Depuis le 26 décembre, une vague de froid polaire s'est abattue sur le nord-est des Etats-Unis et l'est du Canada. Un épisode "remarquable" selon Jérôme Lecou, prévisionniste pour Météo France, mais qui est loin d'être historique.

Article rédigé par Thomas Baïetto - Propos recueillis par
France Télévisions
Publié Mis à jour
Temps de lecture : 4min
Deux Canadiens bravent le froid, le 27 décembre 2017 à Québec. (ALICE CHICHE / AFP)

L'hiver est bien arrivé en Amérique du Nord. Une vague de froid polaire s'est abattue, mardi 26 décembre, sur le nord-est des Etats-Unis et l'est du Canada, avec des températures bien dessous des normales de saison. Dans le nord de l'Ontario (Canada), le thermomètre affichait jeudi -40°C, du jamais-vu depuis 1993. A Erié, aux Etats-Unis, il est tombé 1,5 mètre de neige en seulement 48 heures.

Pour prendre la juste mesure de ce phénomène, franceinfo a interrogé Jérôme Lecou, prévisionniste chez Météo France.

France info : cette vague de froid est-elle historique ? 

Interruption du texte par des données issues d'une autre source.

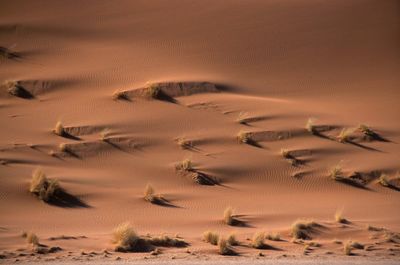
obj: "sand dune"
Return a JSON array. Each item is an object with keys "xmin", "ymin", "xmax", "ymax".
[{"xmin": 0, "ymin": 0, "xmax": 400, "ymax": 264}]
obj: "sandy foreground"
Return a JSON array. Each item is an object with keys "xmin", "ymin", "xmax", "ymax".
[{"xmin": 0, "ymin": 0, "xmax": 400, "ymax": 264}]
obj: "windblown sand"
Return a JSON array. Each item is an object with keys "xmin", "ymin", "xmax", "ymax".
[{"xmin": 0, "ymin": 0, "xmax": 400, "ymax": 263}]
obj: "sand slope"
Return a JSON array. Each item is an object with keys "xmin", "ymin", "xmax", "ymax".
[{"xmin": 0, "ymin": 0, "xmax": 400, "ymax": 262}]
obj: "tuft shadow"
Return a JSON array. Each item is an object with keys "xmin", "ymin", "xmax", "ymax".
[
  {"xmin": 230, "ymin": 214, "xmax": 254, "ymax": 228},
  {"xmin": 47, "ymin": 189, "xmax": 91, "ymax": 208},
  {"xmin": 150, "ymin": 198, "xmax": 182, "ymax": 208},
  {"xmin": 346, "ymin": 141, "xmax": 383, "ymax": 153},
  {"xmin": 154, "ymin": 89, "xmax": 178, "ymax": 104}
]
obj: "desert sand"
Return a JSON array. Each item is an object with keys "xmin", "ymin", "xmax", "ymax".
[{"xmin": 0, "ymin": 0, "xmax": 400, "ymax": 264}]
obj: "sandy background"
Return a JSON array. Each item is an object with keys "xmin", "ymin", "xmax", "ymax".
[{"xmin": 0, "ymin": 0, "xmax": 400, "ymax": 262}]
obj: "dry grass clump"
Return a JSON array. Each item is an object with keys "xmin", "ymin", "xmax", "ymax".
[
  {"xmin": 335, "ymin": 209, "xmax": 348, "ymax": 224},
  {"xmin": 251, "ymin": 232, "xmax": 265, "ymax": 249},
  {"xmin": 265, "ymin": 233, "xmax": 281, "ymax": 241},
  {"xmin": 237, "ymin": 131, "xmax": 252, "ymax": 144},
  {"xmin": 203, "ymin": 231, "xmax": 219, "ymax": 245},
  {"xmin": 29, "ymin": 169, "xmax": 61, "ymax": 202},
  {"xmin": 144, "ymin": 84, "xmax": 162, "ymax": 99},
  {"xmin": 358, "ymin": 124, "xmax": 379, "ymax": 140},
  {"xmin": 306, "ymin": 118, "xmax": 317, "ymax": 134},
  {"xmin": 175, "ymin": 158, "xmax": 194, "ymax": 171},
  {"xmin": 58, "ymin": 143, "xmax": 69, "ymax": 153},
  {"xmin": 218, "ymin": 238, "xmax": 236, "ymax": 255},
  {"xmin": 26, "ymin": 232, "xmax": 39, "ymax": 246},
  {"xmin": 112, "ymin": 90, "xmax": 128, "ymax": 100},
  {"xmin": 337, "ymin": 128, "xmax": 355, "ymax": 143},
  {"xmin": 226, "ymin": 233, "xmax": 239, "ymax": 246},
  {"xmin": 329, "ymin": 162, "xmax": 343, "ymax": 180},
  {"xmin": 343, "ymin": 241, "xmax": 353, "ymax": 256},
  {"xmin": 378, "ymin": 173, "xmax": 390, "ymax": 187},
  {"xmin": 113, "ymin": 222, "xmax": 140, "ymax": 252},
  {"xmin": 281, "ymin": 148, "xmax": 292, "ymax": 159},
  {"xmin": 176, "ymin": 137, "xmax": 194, "ymax": 149},
  {"xmin": 53, "ymin": 121, "xmax": 65, "ymax": 136},
  {"xmin": 291, "ymin": 220, "xmax": 318, "ymax": 239},
  {"xmin": 144, "ymin": 184, "xmax": 165, "ymax": 204},
  {"xmin": 224, "ymin": 206, "xmax": 235, "ymax": 225}
]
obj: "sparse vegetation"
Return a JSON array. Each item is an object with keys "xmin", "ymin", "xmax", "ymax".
[
  {"xmin": 203, "ymin": 231, "xmax": 219, "ymax": 245},
  {"xmin": 224, "ymin": 206, "xmax": 235, "ymax": 225},
  {"xmin": 306, "ymin": 118, "xmax": 317, "ymax": 134},
  {"xmin": 53, "ymin": 121, "xmax": 65, "ymax": 136},
  {"xmin": 281, "ymin": 148, "xmax": 292, "ymax": 159},
  {"xmin": 113, "ymin": 222, "xmax": 140, "ymax": 252},
  {"xmin": 265, "ymin": 233, "xmax": 281, "ymax": 241},
  {"xmin": 144, "ymin": 184, "xmax": 165, "ymax": 204},
  {"xmin": 343, "ymin": 241, "xmax": 352, "ymax": 256},
  {"xmin": 237, "ymin": 131, "xmax": 251, "ymax": 144},
  {"xmin": 337, "ymin": 128, "xmax": 355, "ymax": 143},
  {"xmin": 358, "ymin": 124, "xmax": 378, "ymax": 140},
  {"xmin": 335, "ymin": 209, "xmax": 348, "ymax": 224},
  {"xmin": 329, "ymin": 162, "xmax": 343, "ymax": 180},
  {"xmin": 378, "ymin": 173, "xmax": 390, "ymax": 187},
  {"xmin": 251, "ymin": 232, "xmax": 265, "ymax": 249},
  {"xmin": 58, "ymin": 143, "xmax": 69, "ymax": 153},
  {"xmin": 176, "ymin": 137, "xmax": 194, "ymax": 149},
  {"xmin": 29, "ymin": 168, "xmax": 61, "ymax": 202},
  {"xmin": 26, "ymin": 232, "xmax": 39, "ymax": 246},
  {"xmin": 145, "ymin": 84, "xmax": 162, "ymax": 99},
  {"xmin": 291, "ymin": 220, "xmax": 317, "ymax": 239},
  {"xmin": 218, "ymin": 238, "xmax": 236, "ymax": 255}
]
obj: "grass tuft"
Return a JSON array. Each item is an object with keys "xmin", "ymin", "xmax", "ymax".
[
  {"xmin": 53, "ymin": 121, "xmax": 65, "ymax": 136},
  {"xmin": 144, "ymin": 184, "xmax": 165, "ymax": 204},
  {"xmin": 251, "ymin": 232, "xmax": 265, "ymax": 249},
  {"xmin": 113, "ymin": 222, "xmax": 140, "ymax": 252},
  {"xmin": 378, "ymin": 173, "xmax": 390, "ymax": 187},
  {"xmin": 218, "ymin": 238, "xmax": 236, "ymax": 255},
  {"xmin": 176, "ymin": 137, "xmax": 194, "ymax": 149},
  {"xmin": 343, "ymin": 241, "xmax": 352, "ymax": 256},
  {"xmin": 237, "ymin": 131, "xmax": 252, "ymax": 144},
  {"xmin": 203, "ymin": 231, "xmax": 219, "ymax": 245},
  {"xmin": 265, "ymin": 233, "xmax": 281, "ymax": 241},
  {"xmin": 291, "ymin": 220, "xmax": 317, "ymax": 240},
  {"xmin": 26, "ymin": 232, "xmax": 39, "ymax": 246},
  {"xmin": 329, "ymin": 162, "xmax": 343, "ymax": 180},
  {"xmin": 29, "ymin": 168, "xmax": 61, "ymax": 202},
  {"xmin": 337, "ymin": 128, "xmax": 355, "ymax": 143},
  {"xmin": 144, "ymin": 84, "xmax": 162, "ymax": 99},
  {"xmin": 306, "ymin": 118, "xmax": 317, "ymax": 134}
]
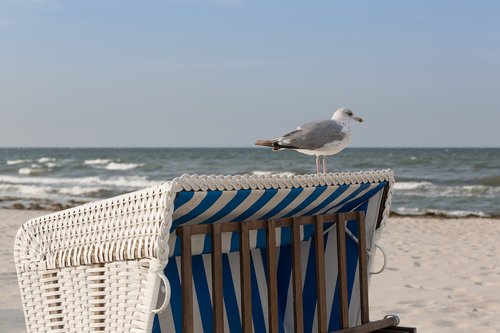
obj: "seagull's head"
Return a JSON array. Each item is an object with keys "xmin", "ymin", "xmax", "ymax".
[{"xmin": 332, "ymin": 108, "xmax": 363, "ymax": 123}]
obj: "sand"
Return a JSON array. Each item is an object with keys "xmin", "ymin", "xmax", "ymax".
[
  {"xmin": 370, "ymin": 218, "xmax": 500, "ymax": 333},
  {"xmin": 0, "ymin": 209, "xmax": 500, "ymax": 333}
]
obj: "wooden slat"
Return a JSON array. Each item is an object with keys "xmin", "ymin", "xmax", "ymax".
[
  {"xmin": 292, "ymin": 218, "xmax": 304, "ymax": 333},
  {"xmin": 335, "ymin": 317, "xmax": 398, "ymax": 333},
  {"xmin": 240, "ymin": 222, "xmax": 252, "ymax": 333},
  {"xmin": 211, "ymin": 223, "xmax": 224, "ymax": 333},
  {"xmin": 337, "ymin": 214, "xmax": 349, "ymax": 328},
  {"xmin": 177, "ymin": 227, "xmax": 194, "ymax": 333},
  {"xmin": 267, "ymin": 220, "xmax": 278, "ymax": 333},
  {"xmin": 357, "ymin": 212, "xmax": 370, "ymax": 324},
  {"xmin": 314, "ymin": 215, "xmax": 327, "ymax": 333}
]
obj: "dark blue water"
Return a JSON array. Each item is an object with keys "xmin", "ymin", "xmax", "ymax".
[{"xmin": 0, "ymin": 148, "xmax": 500, "ymax": 216}]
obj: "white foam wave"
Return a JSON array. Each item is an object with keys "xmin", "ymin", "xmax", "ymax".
[
  {"xmin": 394, "ymin": 182, "xmax": 432, "ymax": 191},
  {"xmin": 6, "ymin": 160, "xmax": 33, "ymax": 165},
  {"xmin": 83, "ymin": 158, "xmax": 111, "ymax": 165},
  {"xmin": 394, "ymin": 182, "xmax": 500, "ymax": 199},
  {"xmin": 0, "ymin": 175, "xmax": 159, "ymax": 189},
  {"xmin": 105, "ymin": 162, "xmax": 144, "ymax": 170},
  {"xmin": 394, "ymin": 207, "xmax": 490, "ymax": 218},
  {"xmin": 17, "ymin": 164, "xmax": 47, "ymax": 175},
  {"xmin": 0, "ymin": 184, "xmax": 56, "ymax": 199},
  {"xmin": 38, "ymin": 157, "xmax": 56, "ymax": 163},
  {"xmin": 58, "ymin": 186, "xmax": 105, "ymax": 196},
  {"xmin": 252, "ymin": 170, "xmax": 295, "ymax": 177}
]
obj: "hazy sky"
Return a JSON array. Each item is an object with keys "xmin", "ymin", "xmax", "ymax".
[{"xmin": 0, "ymin": 0, "xmax": 500, "ymax": 147}]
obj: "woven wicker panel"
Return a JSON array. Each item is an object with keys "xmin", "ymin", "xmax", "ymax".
[
  {"xmin": 19, "ymin": 261, "xmax": 158, "ymax": 332},
  {"xmin": 14, "ymin": 184, "xmax": 169, "ymax": 272}
]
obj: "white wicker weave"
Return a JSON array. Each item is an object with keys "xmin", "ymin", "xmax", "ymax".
[{"xmin": 14, "ymin": 170, "xmax": 394, "ymax": 332}]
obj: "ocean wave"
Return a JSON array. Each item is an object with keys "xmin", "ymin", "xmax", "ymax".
[
  {"xmin": 58, "ymin": 186, "xmax": 107, "ymax": 196},
  {"xmin": 83, "ymin": 158, "xmax": 111, "ymax": 165},
  {"xmin": 5, "ymin": 160, "xmax": 33, "ymax": 165},
  {"xmin": 104, "ymin": 162, "xmax": 144, "ymax": 170},
  {"xmin": 252, "ymin": 170, "xmax": 295, "ymax": 177},
  {"xmin": 38, "ymin": 157, "xmax": 56, "ymax": 163},
  {"xmin": 0, "ymin": 175, "xmax": 160, "ymax": 189},
  {"xmin": 394, "ymin": 181, "xmax": 500, "ymax": 199},
  {"xmin": 394, "ymin": 182, "xmax": 433, "ymax": 191},
  {"xmin": 479, "ymin": 176, "xmax": 500, "ymax": 186},
  {"xmin": 17, "ymin": 164, "xmax": 48, "ymax": 176},
  {"xmin": 393, "ymin": 207, "xmax": 491, "ymax": 218},
  {"xmin": 0, "ymin": 184, "xmax": 57, "ymax": 200}
]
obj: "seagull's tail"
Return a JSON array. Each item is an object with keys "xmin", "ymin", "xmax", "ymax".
[
  {"xmin": 255, "ymin": 140, "xmax": 282, "ymax": 150},
  {"xmin": 255, "ymin": 140, "xmax": 276, "ymax": 147}
]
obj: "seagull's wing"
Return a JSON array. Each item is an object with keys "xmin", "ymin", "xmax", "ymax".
[{"xmin": 277, "ymin": 119, "xmax": 346, "ymax": 149}]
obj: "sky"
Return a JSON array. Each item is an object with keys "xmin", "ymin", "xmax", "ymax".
[{"xmin": 0, "ymin": 0, "xmax": 500, "ymax": 147}]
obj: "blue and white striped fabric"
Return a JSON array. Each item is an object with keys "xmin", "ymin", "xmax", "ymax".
[{"xmin": 153, "ymin": 181, "xmax": 388, "ymax": 333}]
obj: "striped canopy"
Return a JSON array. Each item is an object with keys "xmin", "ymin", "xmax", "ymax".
[{"xmin": 153, "ymin": 171, "xmax": 393, "ymax": 332}]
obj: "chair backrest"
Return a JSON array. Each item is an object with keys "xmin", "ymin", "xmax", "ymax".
[
  {"xmin": 177, "ymin": 211, "xmax": 369, "ymax": 333},
  {"xmin": 155, "ymin": 173, "xmax": 393, "ymax": 332}
]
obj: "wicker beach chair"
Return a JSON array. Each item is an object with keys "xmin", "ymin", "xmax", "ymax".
[{"xmin": 15, "ymin": 170, "xmax": 413, "ymax": 332}]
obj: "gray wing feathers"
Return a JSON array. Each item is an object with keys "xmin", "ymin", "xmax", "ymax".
[{"xmin": 278, "ymin": 120, "xmax": 345, "ymax": 149}]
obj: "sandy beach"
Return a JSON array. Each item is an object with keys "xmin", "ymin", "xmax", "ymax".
[{"xmin": 0, "ymin": 209, "xmax": 500, "ymax": 333}]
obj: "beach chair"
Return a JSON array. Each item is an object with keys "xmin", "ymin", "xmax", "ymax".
[{"xmin": 15, "ymin": 170, "xmax": 414, "ymax": 333}]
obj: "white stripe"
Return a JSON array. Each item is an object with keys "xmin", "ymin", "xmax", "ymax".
[
  {"xmin": 243, "ymin": 189, "xmax": 291, "ymax": 221},
  {"xmin": 185, "ymin": 191, "xmax": 237, "ymax": 224},
  {"xmin": 220, "ymin": 190, "xmax": 265, "ymax": 222},
  {"xmin": 348, "ymin": 265, "xmax": 361, "ymax": 327},
  {"xmin": 297, "ymin": 186, "xmax": 338, "ymax": 216},
  {"xmin": 276, "ymin": 187, "xmax": 315, "ymax": 217},
  {"xmin": 328, "ymin": 184, "xmax": 376, "ymax": 214},
  {"xmin": 317, "ymin": 184, "xmax": 359, "ymax": 214},
  {"xmin": 172, "ymin": 192, "xmax": 207, "ymax": 221},
  {"xmin": 325, "ymin": 227, "xmax": 338, "ymax": 322},
  {"xmin": 228, "ymin": 252, "xmax": 241, "ymax": 318},
  {"xmin": 252, "ymin": 250, "xmax": 269, "ymax": 332}
]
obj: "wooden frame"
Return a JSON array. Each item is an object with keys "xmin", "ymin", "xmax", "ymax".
[{"xmin": 177, "ymin": 212, "xmax": 416, "ymax": 333}]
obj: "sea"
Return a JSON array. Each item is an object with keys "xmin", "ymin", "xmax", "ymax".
[{"xmin": 0, "ymin": 148, "xmax": 500, "ymax": 217}]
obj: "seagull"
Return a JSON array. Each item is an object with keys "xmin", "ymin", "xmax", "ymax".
[{"xmin": 255, "ymin": 108, "xmax": 363, "ymax": 174}]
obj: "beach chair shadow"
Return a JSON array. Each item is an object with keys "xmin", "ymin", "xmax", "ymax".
[{"xmin": 15, "ymin": 170, "xmax": 416, "ymax": 333}]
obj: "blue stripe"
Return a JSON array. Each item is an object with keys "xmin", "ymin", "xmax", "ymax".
[
  {"xmin": 174, "ymin": 191, "xmax": 222, "ymax": 230},
  {"xmin": 222, "ymin": 254, "xmax": 241, "ymax": 333},
  {"xmin": 302, "ymin": 239, "xmax": 317, "ymax": 333},
  {"xmin": 192, "ymin": 255, "xmax": 213, "ymax": 332},
  {"xmin": 229, "ymin": 232, "xmax": 240, "ymax": 252},
  {"xmin": 335, "ymin": 183, "xmax": 372, "ymax": 207},
  {"xmin": 164, "ymin": 258, "xmax": 182, "ymax": 332},
  {"xmin": 260, "ymin": 187, "xmax": 304, "ymax": 220},
  {"xmin": 234, "ymin": 188, "xmax": 278, "ymax": 221},
  {"xmin": 304, "ymin": 185, "xmax": 349, "ymax": 216},
  {"xmin": 259, "ymin": 248, "xmax": 284, "ymax": 332},
  {"xmin": 174, "ymin": 191, "xmax": 194, "ymax": 211},
  {"xmin": 200, "ymin": 190, "xmax": 252, "ymax": 224},
  {"xmin": 152, "ymin": 315, "xmax": 161, "ymax": 333},
  {"xmin": 277, "ymin": 241, "xmax": 292, "ymax": 325},
  {"xmin": 285, "ymin": 186, "xmax": 328, "ymax": 217},
  {"xmin": 339, "ymin": 183, "xmax": 386, "ymax": 212},
  {"xmin": 250, "ymin": 251, "xmax": 267, "ymax": 332},
  {"xmin": 328, "ymin": 208, "xmax": 367, "ymax": 331}
]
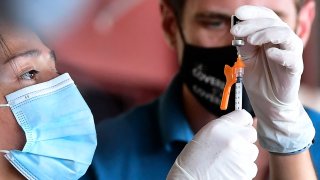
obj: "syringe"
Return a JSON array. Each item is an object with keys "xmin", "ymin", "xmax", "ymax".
[
  {"xmin": 235, "ymin": 55, "xmax": 244, "ymax": 110},
  {"xmin": 220, "ymin": 16, "xmax": 245, "ymax": 110},
  {"xmin": 231, "ymin": 15, "xmax": 245, "ymax": 110}
]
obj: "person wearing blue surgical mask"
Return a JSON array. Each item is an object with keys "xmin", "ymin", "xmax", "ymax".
[{"xmin": 0, "ymin": 22, "xmax": 97, "ymax": 179}]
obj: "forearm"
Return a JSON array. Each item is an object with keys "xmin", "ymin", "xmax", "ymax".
[{"xmin": 270, "ymin": 150, "xmax": 317, "ymax": 180}]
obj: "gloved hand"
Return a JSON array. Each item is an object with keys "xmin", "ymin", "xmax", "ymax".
[
  {"xmin": 167, "ymin": 110, "xmax": 259, "ymax": 180},
  {"xmin": 231, "ymin": 6, "xmax": 315, "ymax": 153}
]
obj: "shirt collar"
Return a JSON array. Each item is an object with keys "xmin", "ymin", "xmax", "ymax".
[{"xmin": 159, "ymin": 75, "xmax": 194, "ymax": 150}]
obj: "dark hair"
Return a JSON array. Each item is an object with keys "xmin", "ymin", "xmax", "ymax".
[{"xmin": 164, "ymin": 0, "xmax": 306, "ymax": 21}]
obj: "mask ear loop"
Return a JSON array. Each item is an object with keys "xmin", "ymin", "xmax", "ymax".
[{"xmin": 172, "ymin": 7, "xmax": 187, "ymax": 44}]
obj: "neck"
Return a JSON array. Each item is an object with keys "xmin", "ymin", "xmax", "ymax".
[{"xmin": 182, "ymin": 85, "xmax": 217, "ymax": 133}]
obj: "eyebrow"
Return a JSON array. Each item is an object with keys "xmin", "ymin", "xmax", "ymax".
[{"xmin": 5, "ymin": 49, "xmax": 56, "ymax": 63}]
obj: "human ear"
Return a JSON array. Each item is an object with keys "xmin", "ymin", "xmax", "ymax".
[
  {"xmin": 296, "ymin": 0, "xmax": 316, "ymax": 45},
  {"xmin": 160, "ymin": 1, "xmax": 178, "ymax": 49}
]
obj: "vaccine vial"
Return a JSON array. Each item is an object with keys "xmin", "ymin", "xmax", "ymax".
[{"xmin": 231, "ymin": 15, "xmax": 244, "ymax": 46}]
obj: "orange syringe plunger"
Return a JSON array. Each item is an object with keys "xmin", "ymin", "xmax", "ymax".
[{"xmin": 220, "ymin": 55, "xmax": 245, "ymax": 110}]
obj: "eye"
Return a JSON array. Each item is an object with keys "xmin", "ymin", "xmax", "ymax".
[
  {"xmin": 20, "ymin": 70, "xmax": 39, "ymax": 80},
  {"xmin": 199, "ymin": 18, "xmax": 230, "ymax": 30}
]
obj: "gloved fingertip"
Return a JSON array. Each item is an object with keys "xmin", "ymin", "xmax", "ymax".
[{"xmin": 221, "ymin": 109, "xmax": 253, "ymax": 126}]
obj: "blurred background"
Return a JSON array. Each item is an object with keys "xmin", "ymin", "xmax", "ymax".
[{"xmin": 3, "ymin": 0, "xmax": 320, "ymax": 121}]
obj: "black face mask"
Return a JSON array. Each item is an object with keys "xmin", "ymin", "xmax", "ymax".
[{"xmin": 180, "ymin": 43, "xmax": 253, "ymax": 117}]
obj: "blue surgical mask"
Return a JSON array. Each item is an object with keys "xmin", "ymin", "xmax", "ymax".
[{"xmin": 1, "ymin": 74, "xmax": 97, "ymax": 180}]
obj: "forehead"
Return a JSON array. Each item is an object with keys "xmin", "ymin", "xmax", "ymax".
[
  {"xmin": 185, "ymin": 0, "xmax": 296, "ymax": 16},
  {"xmin": 0, "ymin": 25, "xmax": 48, "ymax": 62}
]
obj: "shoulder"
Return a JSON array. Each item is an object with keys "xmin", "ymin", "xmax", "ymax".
[{"xmin": 97, "ymin": 101, "xmax": 159, "ymax": 154}]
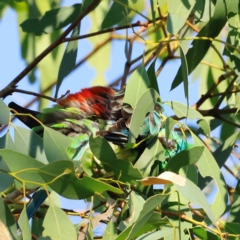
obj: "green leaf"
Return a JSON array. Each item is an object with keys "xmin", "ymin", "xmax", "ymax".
[
  {"xmin": 180, "ymin": 44, "xmax": 189, "ymax": 106},
  {"xmin": 145, "ymin": 171, "xmax": 216, "ymax": 225},
  {"xmin": 163, "ymin": 101, "xmax": 211, "ymax": 137},
  {"xmin": 150, "ymin": 0, "xmax": 157, "ymax": 26},
  {"xmin": 0, "ymin": 149, "xmax": 44, "ymax": 188},
  {"xmin": 0, "ymin": 197, "xmax": 17, "ymax": 239},
  {"xmin": 0, "ymin": 99, "xmax": 10, "ymax": 125},
  {"xmin": 191, "ymin": 132, "xmax": 228, "ymax": 221},
  {"xmin": 167, "ymin": 0, "xmax": 196, "ymax": 35},
  {"xmin": 102, "ymin": 219, "xmax": 118, "ymax": 240},
  {"xmin": 221, "ymin": 222, "xmax": 240, "ymax": 240},
  {"xmin": 189, "ymin": 227, "xmax": 220, "ymax": 240},
  {"xmin": 213, "ymin": 131, "xmax": 239, "ymax": 168},
  {"xmin": 43, "ymin": 204, "xmax": 77, "ymax": 240},
  {"xmin": 89, "ymin": 136, "xmax": 142, "ymax": 183},
  {"xmin": 128, "ymin": 88, "xmax": 160, "ymax": 142},
  {"xmin": 134, "ymin": 136, "xmax": 165, "ymax": 177},
  {"xmin": 43, "ymin": 126, "xmax": 72, "ymax": 162},
  {"xmin": 136, "ymin": 227, "xmax": 175, "ymax": 240},
  {"xmin": 14, "ymin": 126, "xmax": 48, "ymax": 163},
  {"xmin": 228, "ymin": 194, "xmax": 240, "ymax": 222},
  {"xmin": 39, "ymin": 160, "xmax": 122, "ymax": 199},
  {"xmin": 101, "ymin": 0, "xmax": 128, "ymax": 29},
  {"xmin": 165, "ymin": 146, "xmax": 204, "ymax": 173},
  {"xmin": 0, "ymin": 132, "xmax": 15, "ymax": 192},
  {"xmin": 117, "ymin": 191, "xmax": 145, "ymax": 231},
  {"xmin": 116, "ymin": 212, "xmax": 170, "ymax": 240},
  {"xmin": 171, "ymin": 0, "xmax": 228, "ymax": 90},
  {"xmin": 127, "ymin": 194, "xmax": 166, "ymax": 239},
  {"xmin": 147, "ymin": 60, "xmax": 159, "ymax": 93},
  {"xmin": 18, "ymin": 206, "xmax": 32, "ymax": 240},
  {"xmin": 55, "ymin": 26, "xmax": 80, "ymax": 98},
  {"xmin": 123, "ymin": 64, "xmax": 150, "ymax": 109},
  {"xmin": 20, "ymin": 4, "xmax": 81, "ymax": 35}
]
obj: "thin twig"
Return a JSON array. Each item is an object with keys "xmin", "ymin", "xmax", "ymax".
[
  {"xmin": 192, "ymin": 70, "xmax": 235, "ymax": 109},
  {"xmin": 63, "ymin": 18, "xmax": 163, "ymax": 42},
  {"xmin": 0, "ymin": 0, "xmax": 100, "ymax": 98}
]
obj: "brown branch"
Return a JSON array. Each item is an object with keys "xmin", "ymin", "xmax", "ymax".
[
  {"xmin": 0, "ymin": 0, "xmax": 100, "ymax": 98},
  {"xmin": 210, "ymin": 89, "xmax": 240, "ymax": 98},
  {"xmin": 185, "ymin": 20, "xmax": 228, "ymax": 69},
  {"xmin": 63, "ymin": 17, "xmax": 166, "ymax": 42}
]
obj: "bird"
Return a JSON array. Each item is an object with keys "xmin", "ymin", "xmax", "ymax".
[{"xmin": 9, "ymin": 86, "xmax": 186, "ymax": 223}]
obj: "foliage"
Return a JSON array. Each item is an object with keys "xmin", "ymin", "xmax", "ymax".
[{"xmin": 0, "ymin": 0, "xmax": 240, "ymax": 240}]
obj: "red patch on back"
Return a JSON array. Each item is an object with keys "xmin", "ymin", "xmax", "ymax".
[{"xmin": 57, "ymin": 87, "xmax": 115, "ymax": 119}]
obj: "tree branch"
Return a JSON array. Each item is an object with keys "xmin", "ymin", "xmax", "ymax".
[{"xmin": 0, "ymin": 0, "xmax": 100, "ymax": 98}]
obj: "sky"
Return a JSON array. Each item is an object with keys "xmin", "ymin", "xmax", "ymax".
[{"xmin": 0, "ymin": 0, "xmax": 234, "ymax": 231}]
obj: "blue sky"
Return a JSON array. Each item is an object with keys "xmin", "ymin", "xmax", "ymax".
[{"xmin": 0, "ymin": 0, "xmax": 232, "ymax": 231}]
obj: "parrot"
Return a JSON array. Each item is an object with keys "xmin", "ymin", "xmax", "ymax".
[{"xmin": 9, "ymin": 86, "xmax": 187, "ymax": 223}]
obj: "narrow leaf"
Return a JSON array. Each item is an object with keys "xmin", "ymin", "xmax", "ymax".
[
  {"xmin": 43, "ymin": 204, "xmax": 77, "ymax": 240},
  {"xmin": 20, "ymin": 4, "xmax": 81, "ymax": 35},
  {"xmin": 123, "ymin": 64, "xmax": 150, "ymax": 108},
  {"xmin": 171, "ymin": 0, "xmax": 227, "ymax": 90},
  {"xmin": 43, "ymin": 126, "xmax": 72, "ymax": 162},
  {"xmin": 101, "ymin": 0, "xmax": 128, "ymax": 29},
  {"xmin": 0, "ymin": 99, "xmax": 10, "ymax": 126},
  {"xmin": 140, "ymin": 171, "xmax": 216, "ymax": 224}
]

Jérôme Lecou : Non. C'est quelque chose de remarquable, mais pas d'inhabituel. Les Etats-Unis sont habitués aux vagues de froid pendant l'hiver. Mais ce qui est remarquable sur cette vague de froid, c’est son intensité, avec -40°C dans certaines parties du Canada, et sa durée, puisque cette vague va se prolonger jusqu'au 5-6 janvier. C'est une séquence longue et intense.

Qu'est-ce qui provoque ce phénomène ?

D'abord, de façon très simple, c'est l'hiver. Un vortex polaire se forme, dans les régions proches du pôle qui se refroidissent en l'absence de lumière. Cet air froid est là, en embuscade. Ensuite, il y a le jet-stream, cette ceinture de vents en altitude. En règle générale, elle a une trajectoire circulaire autour du pôle. Mais elle peut subir des déformations qui vont l'amener à avoir une trajectoire plus méridienne, du nord au sud. Cela permet à l'air froid de glisser et de se répandre vers le sud. Ce phénomène s'observe parfois en Europe et en Sibérie. Enfin, il y a le rôle joué par le relief. L'air froid est canalisé par la chaîne des Rocheuses vers la partie centrale du Canada et le nord-est des Etats-Unis. Comme un liquide, l'air emprunte le trajet le plus facile.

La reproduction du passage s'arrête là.